Ok! We left Prague at 0830 this morning, boarding a bus headed toward the Danube on the German/Czech border. We had one rest stop along the way and arrived at the ship prior to 1300 just in time for lunch.
The plan for the afternoon was a walking tour of Passau. [Please note – I am providing the Wiki links because some of you enjoy finding out a bit more about some of the locations rather than me blathering on, potentially inaccurately.] George happily went on the tour – I stayed on the ship, enjoying the almost total peace and quiet. I am thinking that we have visited her at least three times before, maybe four. The first time would have been our first tour in Germany when just about all our relations came through. The second would have been a cruise down the Donau when the youngest three were in Elementary grades. Third was I think in 2013 when George and I took a cruise by ourselves over the winter holidays.

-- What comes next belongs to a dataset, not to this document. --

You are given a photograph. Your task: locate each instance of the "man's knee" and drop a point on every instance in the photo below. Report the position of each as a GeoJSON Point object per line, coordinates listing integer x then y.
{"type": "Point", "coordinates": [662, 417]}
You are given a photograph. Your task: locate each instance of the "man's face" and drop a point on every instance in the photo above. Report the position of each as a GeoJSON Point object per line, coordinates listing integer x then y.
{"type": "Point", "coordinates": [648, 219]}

So that does make it the fourth time, right? It is a lovely town with a nice yarn shop. But it is not like I need anymore yarn. Instead, I wandered the ship. All of the cruise boats sailing on the rivers are purpose built. They are long, not so wide, very flat with a maximum of three decks above the water line. It is not that the companies wouldn’t want to haul more passengers/make more money, it is that the ships have to be able to navigate the waterways and pass under the bridges.
So Deck 1 is the lowest with cabins and dining room. Deck two has cabins to both ends of the ships center. Deck three has cabins, the lounge
and a forward outside sitting area.
Like every where else, smoking is not permitted inside the ship. Above the third deck is an open seating area with rails from where you can enjoy the scenery passing by on both sides of the ship.
When sailing from the German border all the way to Bulgaria, there are locks.
About 14 of them as a matter of fact, most of which we will be passing through at night. Since we are headed downstream, it is sink as you go.
This particular ship was built in 2019 – so it is really new and shiny
with one main corridor and everything off of it. Our cabin is on Deck 2 –
Not large, but adequate with bed, tiny sitting area, closet, bathroom and a huge porthole (which you can see).
Dinner was most excellent. Did I mention that this particular tour is a combined Alumni/Smithsonian group? Total of 31 people (+ two tour guides – one from Ireland and one from Bulgaria). So the dining room had people well spread out. Just as an example – presentation is obviously important …
I am skipping the live (and too loud) music/dancing in favor of some stitching and early bedtime.